The Vegetarian comes armored with endorsements and hype that are obviously calculated to make an American breakthrough on the order of Bolaño, Sebald, Knausgaard, and Ferrante for Kang. Why she should be chosen is not immediately clear—though she seems to have great connections, if it is not too vulgar to mention: her father is a successful novelist in South Korea, and she studied at Iowa (of course) in the U.S. The hyperbole in the blurbs—to the effect that the novel is hypnotic, terrifying, upsetting, etc.—did not match my own reading experience; I found The Vegetarian thinly imagined and plodding in pace, a dull and rather blurry expanse of bland prose serving only to support a few key moments of sex, violence, and horror that are themselves drained of intensity by their flat context. (God knows I am no expert on Korean culture, but compared to Lee Chang-dong’s stunning film Poetry, which is similar in theme [and in fact far more straightforward, even polemical, in its feminism], The Vegetarian comes up short.)
Porochista Khakpour, writing in the paper of record, claims on behalf of The Vegetarian that “There is an entire world of literature outside the West that is not adapted to our markets, in debt to our trends or in pursuit of our politics.” Undoubtedly true, but is this the best example of such a world?
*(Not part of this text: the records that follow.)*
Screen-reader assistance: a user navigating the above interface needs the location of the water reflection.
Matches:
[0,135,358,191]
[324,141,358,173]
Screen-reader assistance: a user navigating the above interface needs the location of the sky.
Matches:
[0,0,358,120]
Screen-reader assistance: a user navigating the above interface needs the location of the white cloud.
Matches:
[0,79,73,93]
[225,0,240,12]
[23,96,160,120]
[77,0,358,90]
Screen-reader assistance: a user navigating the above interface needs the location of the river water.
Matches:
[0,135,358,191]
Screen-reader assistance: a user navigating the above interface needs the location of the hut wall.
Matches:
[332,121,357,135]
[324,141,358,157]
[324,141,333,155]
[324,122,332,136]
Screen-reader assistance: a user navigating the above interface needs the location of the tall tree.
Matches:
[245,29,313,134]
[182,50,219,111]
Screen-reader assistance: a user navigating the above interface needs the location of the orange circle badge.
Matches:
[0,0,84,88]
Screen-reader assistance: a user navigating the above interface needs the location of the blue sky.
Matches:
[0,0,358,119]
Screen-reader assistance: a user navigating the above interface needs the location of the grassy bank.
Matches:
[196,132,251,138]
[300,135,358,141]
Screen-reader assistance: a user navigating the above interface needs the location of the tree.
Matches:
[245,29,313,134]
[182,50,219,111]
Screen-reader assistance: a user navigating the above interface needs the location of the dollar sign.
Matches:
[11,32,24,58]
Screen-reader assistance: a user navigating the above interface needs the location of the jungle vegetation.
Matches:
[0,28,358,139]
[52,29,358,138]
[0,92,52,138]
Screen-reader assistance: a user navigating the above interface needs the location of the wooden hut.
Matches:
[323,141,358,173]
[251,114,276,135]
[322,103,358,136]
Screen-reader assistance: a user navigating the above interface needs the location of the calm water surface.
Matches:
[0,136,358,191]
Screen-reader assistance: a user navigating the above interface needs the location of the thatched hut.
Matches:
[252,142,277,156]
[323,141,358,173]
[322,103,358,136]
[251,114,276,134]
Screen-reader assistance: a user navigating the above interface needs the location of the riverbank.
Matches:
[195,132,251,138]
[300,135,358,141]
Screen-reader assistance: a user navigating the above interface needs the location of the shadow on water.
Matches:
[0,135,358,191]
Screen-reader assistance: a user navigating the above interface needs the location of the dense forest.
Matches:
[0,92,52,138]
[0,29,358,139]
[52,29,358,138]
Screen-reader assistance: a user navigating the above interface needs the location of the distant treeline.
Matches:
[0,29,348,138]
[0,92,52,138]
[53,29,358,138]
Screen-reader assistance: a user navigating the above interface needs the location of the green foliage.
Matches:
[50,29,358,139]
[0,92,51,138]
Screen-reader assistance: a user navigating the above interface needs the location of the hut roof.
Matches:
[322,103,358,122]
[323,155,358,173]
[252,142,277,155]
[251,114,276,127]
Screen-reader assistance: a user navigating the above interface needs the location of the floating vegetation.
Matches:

I experienced The Vegetarian not as some blast of alterity from beyond the bounds of my occidental consciousness, but rather as a state-of-the-art global literary novel, written in one of that form’s standard idioms—the Kafkaesque—with a dash of feminism to flatter the bien-pensant and two dashes of unearned nastiness to make it “strange” and “edgy.”
I could always be wrong; it’s hard to tell with new books, and even harder with translated ones. Perhaps what I read as flaws—the absence for much of the book of interesting characterization or description, the cliched quality of the novel’s “extremity,” its exhausted Kafkaisme, its insipid prose—are really revolutionary, or are related to the writer’s own cultural milieu in ways I cannot perceive. But for me, The Vegetarian was almost completely unsatisfying.